A system and method for determining the level of behavioral concern and displaying the determination in a behavioral assessment matrix is disclosed. Determining the level of behavioral concern is based on the presence or absence of predetermined deceptive behaviors. The deceptive behaviors are identified within a transcript segment, categorized and indicators, representing the level of behavioral concern, are displayed in a behavioral assessment matrix.

Description

    CLAIM TO EARLIER FILED RELATED PATENT APPLICATION
  • This application claims priority to an earlier filed provisional patent application 60/937,760, filed Jun. 28, 2007. This application is related to an earlier filed patent application Ser. No. 10/773,446, filed Feb. 5, 2004. Both of these applications are incorporated herein in their entirety.
  • BACKGROUND OF THE INVENTION
  • The systems and methods described herein relate to identifying behavioral concerns within disclosures such as corporate disclosures. The systems and methods described herein also relate to presenting a summary of disclosures including behavioral concerns within a visual behavioral assessment matrix.
  • Corporate disclosures such as, for example, earnings conference calls, typically held by public companies to satisfy disclosure requirements to investors, are extremely valuable to analysts, advisors, and portfolio managers. In fact, according to a study by the CFA Institute, the demand for corporate earnings call transcripts is second only to SEC filings for sources of information provided by a public company. However, corporate disclosures have traditionally been analyzed only for the information contained explicitly therein.
  • Recent times have seen an upheaval in corporate governance and the scrutiny of disclosures by corporate officers relating to the financial health of their companies, their company's compliance with securities regulations and other matters. Investors and securities regulators are increasingly skeptical about disclosures made by such officers in interviews, written disclosures and in their corporate filings. Thus far, investors have not had accurate, reliable, or objective methods for assessing the veracity of such disclosures, which have too often turned out to be inaccurate. Investors have either accepted such disclosures on faith or have evaluated them on an ad hoc basis. Neither approach is satisfactory in light of the substantially increased risk from an investment decision based on inaccurate or misleading information.

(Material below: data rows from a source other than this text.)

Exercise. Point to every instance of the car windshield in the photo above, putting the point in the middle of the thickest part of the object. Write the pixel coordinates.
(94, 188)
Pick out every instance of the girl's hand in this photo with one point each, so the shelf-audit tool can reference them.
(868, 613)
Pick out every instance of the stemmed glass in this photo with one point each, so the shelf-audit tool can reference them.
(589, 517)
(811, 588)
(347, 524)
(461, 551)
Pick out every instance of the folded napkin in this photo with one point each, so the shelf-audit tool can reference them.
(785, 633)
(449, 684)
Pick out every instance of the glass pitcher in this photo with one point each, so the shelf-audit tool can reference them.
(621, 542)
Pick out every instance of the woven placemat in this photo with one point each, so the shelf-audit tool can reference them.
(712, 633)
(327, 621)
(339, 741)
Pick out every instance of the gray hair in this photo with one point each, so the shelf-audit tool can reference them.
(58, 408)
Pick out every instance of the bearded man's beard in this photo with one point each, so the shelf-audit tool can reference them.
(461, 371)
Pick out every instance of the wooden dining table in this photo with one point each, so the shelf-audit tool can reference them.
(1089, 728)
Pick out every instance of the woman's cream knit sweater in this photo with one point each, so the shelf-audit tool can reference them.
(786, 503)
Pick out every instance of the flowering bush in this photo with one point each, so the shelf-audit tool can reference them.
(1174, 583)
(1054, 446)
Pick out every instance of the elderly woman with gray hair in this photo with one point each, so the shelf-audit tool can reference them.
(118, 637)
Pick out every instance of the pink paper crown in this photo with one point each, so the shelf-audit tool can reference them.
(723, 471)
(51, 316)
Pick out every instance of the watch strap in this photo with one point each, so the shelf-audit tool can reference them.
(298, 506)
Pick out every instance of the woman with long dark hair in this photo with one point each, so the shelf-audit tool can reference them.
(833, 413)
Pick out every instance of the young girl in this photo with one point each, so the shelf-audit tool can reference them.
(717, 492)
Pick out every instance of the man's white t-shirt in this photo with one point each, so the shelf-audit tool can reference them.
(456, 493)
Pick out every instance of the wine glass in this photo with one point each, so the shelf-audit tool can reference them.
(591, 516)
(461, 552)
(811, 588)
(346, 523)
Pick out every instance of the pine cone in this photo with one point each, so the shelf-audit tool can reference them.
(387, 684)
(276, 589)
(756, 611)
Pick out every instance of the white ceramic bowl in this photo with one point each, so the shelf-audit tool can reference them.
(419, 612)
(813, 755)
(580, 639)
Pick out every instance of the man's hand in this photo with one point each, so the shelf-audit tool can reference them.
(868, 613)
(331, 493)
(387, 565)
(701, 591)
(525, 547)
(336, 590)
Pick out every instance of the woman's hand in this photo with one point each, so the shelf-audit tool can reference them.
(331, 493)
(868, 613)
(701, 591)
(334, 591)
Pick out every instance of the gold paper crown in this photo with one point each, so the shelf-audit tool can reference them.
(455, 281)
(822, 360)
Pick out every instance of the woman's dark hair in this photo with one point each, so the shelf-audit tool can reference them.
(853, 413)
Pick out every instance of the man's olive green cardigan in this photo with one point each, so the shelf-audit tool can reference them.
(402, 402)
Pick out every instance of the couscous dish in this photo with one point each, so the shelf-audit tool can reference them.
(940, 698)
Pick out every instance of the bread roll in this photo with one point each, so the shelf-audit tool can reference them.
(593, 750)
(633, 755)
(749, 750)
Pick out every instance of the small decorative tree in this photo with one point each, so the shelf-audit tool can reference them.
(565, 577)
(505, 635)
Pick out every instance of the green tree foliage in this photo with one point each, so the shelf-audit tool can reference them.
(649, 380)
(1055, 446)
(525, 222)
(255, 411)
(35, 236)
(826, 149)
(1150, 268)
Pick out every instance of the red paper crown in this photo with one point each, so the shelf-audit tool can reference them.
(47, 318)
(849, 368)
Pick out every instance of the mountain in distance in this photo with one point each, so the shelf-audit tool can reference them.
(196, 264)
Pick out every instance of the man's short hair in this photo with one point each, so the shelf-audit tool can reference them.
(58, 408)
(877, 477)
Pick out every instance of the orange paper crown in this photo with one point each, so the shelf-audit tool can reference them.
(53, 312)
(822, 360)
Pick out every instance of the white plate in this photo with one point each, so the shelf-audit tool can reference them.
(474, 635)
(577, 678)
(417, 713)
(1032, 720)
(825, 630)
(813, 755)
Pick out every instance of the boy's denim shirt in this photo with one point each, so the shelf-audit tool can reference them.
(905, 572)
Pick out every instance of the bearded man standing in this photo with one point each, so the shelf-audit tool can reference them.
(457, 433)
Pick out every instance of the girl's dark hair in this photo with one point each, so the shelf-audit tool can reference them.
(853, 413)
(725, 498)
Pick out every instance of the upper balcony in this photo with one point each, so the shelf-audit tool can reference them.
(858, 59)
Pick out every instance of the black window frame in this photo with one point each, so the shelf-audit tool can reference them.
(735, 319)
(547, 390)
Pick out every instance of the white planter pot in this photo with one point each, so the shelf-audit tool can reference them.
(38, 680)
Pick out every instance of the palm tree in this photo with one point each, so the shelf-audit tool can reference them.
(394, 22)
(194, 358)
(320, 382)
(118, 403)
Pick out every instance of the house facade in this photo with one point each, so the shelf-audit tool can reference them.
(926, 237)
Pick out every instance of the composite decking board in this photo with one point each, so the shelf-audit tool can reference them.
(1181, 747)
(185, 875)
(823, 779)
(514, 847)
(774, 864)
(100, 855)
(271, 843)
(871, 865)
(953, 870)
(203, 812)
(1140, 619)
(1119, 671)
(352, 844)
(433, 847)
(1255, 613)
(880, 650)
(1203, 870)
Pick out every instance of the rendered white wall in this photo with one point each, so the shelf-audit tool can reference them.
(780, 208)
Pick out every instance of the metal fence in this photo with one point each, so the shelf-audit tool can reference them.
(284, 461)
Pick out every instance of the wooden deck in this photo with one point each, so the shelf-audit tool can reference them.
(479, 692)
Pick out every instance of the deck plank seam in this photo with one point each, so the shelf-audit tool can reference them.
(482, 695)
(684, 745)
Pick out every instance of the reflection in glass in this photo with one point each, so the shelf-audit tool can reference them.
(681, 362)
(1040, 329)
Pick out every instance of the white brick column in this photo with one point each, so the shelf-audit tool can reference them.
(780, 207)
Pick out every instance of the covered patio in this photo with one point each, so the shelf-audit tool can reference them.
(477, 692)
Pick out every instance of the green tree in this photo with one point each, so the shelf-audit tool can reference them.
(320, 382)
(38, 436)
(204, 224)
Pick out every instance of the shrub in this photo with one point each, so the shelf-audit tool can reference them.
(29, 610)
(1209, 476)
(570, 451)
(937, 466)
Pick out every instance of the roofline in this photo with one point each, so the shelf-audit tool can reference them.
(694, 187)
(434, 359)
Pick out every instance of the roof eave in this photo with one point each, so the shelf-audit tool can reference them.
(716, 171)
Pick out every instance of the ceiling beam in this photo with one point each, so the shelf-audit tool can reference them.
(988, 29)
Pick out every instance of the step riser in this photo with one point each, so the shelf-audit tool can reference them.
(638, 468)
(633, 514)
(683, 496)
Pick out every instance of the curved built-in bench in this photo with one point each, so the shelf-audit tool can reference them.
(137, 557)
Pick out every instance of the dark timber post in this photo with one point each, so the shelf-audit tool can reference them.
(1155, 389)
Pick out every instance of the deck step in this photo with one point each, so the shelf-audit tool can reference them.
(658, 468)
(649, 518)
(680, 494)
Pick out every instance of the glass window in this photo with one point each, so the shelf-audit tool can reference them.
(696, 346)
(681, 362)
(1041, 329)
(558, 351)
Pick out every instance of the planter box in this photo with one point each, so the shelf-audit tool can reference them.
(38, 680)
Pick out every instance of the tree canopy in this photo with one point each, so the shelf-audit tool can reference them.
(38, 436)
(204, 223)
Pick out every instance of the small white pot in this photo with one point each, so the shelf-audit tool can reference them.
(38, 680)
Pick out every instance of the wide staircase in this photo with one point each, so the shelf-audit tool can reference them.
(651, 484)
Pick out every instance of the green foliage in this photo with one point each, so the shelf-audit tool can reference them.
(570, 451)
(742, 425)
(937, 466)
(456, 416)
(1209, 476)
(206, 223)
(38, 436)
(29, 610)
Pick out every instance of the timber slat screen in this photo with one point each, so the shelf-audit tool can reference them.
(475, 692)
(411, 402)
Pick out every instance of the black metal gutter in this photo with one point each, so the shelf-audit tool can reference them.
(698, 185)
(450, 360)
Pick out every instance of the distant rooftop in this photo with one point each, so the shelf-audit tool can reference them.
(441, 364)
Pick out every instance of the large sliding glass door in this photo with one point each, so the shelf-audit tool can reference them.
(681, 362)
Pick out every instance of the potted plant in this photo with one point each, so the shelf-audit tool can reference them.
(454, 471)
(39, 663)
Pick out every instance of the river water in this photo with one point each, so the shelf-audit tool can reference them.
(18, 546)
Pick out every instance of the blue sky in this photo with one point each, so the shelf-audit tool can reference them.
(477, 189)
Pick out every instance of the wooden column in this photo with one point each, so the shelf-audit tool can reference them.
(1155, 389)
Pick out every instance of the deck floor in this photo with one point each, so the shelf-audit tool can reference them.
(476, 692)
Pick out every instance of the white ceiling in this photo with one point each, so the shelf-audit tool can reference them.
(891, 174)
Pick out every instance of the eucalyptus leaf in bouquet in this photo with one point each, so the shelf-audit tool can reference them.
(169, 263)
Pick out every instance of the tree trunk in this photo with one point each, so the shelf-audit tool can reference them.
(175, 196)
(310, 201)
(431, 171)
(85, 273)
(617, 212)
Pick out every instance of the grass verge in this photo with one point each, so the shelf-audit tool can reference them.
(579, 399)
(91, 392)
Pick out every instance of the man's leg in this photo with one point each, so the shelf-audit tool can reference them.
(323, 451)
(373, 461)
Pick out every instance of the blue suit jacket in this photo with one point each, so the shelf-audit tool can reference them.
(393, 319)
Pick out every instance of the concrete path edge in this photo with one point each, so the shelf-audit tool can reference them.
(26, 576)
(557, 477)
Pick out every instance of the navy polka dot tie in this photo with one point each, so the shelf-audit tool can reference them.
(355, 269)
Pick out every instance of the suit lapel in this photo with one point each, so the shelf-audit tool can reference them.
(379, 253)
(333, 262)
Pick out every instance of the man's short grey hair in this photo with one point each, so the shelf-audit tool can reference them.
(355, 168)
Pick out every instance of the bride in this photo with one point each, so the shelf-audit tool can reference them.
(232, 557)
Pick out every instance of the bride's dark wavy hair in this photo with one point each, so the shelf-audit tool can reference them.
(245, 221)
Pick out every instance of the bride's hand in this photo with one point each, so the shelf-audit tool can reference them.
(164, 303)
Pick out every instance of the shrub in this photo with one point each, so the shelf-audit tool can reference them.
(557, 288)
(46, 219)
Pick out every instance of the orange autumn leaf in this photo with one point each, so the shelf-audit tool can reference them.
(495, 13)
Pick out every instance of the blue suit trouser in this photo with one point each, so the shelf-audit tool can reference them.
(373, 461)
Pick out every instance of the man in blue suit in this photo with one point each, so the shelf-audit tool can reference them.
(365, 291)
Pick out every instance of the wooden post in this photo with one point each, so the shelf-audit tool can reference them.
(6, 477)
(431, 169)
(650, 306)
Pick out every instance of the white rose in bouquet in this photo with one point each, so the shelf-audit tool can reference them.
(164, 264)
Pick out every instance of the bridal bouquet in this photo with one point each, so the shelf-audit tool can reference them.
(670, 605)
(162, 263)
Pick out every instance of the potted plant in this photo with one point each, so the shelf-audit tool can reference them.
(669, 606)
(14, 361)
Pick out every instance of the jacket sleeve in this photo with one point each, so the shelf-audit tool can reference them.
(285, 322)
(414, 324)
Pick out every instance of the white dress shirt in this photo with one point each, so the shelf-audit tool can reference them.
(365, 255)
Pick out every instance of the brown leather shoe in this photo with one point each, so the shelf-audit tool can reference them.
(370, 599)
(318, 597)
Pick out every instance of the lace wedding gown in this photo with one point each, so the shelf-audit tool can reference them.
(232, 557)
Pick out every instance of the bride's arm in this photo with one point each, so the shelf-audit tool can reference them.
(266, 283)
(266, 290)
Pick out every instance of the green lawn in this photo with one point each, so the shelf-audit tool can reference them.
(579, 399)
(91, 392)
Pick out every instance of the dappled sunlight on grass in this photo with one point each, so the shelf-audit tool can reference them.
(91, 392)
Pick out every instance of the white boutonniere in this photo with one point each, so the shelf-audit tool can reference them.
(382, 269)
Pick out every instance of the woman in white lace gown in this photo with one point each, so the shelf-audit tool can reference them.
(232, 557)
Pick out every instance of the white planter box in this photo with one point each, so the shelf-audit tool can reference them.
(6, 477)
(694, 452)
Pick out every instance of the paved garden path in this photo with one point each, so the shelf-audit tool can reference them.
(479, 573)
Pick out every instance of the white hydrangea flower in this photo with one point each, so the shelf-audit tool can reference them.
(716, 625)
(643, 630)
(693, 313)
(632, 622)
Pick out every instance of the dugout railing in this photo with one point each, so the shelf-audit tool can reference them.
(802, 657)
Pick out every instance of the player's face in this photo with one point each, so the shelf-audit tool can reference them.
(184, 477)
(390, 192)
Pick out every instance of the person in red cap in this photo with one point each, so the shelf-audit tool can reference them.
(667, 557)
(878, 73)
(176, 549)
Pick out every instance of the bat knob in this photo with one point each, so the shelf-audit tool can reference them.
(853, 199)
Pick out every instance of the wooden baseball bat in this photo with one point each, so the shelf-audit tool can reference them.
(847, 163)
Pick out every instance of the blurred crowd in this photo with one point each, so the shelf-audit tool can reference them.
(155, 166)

  • Current methods of digesting information from disclosures (audio, video and text transcript) are extremely inefficient. Many earnings calls last over one hour in length with transcripts that run over 30 pages, making it difficult for investors to quickly gain a great deal from the information. Additionally, corporate calls are event driven based on, for example, merger or acquisition announcements, that can happen at any time. As such, methods and systems that organize, summarize, and analyze earnings conference calls are therefore highly desirable.
  • Accordingly, there is a significant need for a reliable and practical method of identifying behavioral concerns such as potentially deceptive disclosures or statements, or lack thereof, within disclosures by corporate officers relating to the financial position and overall status of their companies. With the advent of computer systems that can carry robust applications, there is an opportunity to streamline the method of identifying deceptive behaviors in disclosures and providing a more efficient and informative platform for assessing this information using an interactive application.
  • SUMMARY OF THE INVENTION
  • The systems and methods described herein relate to identifying behavioral concerns within disclosures. Disclosures may be corporate disclosures, such as earnings conference calls. The disclosures may contain stimuli and responses. A stimulus may be, for example, a question presented and a response may be, for example, an answer to the question presented.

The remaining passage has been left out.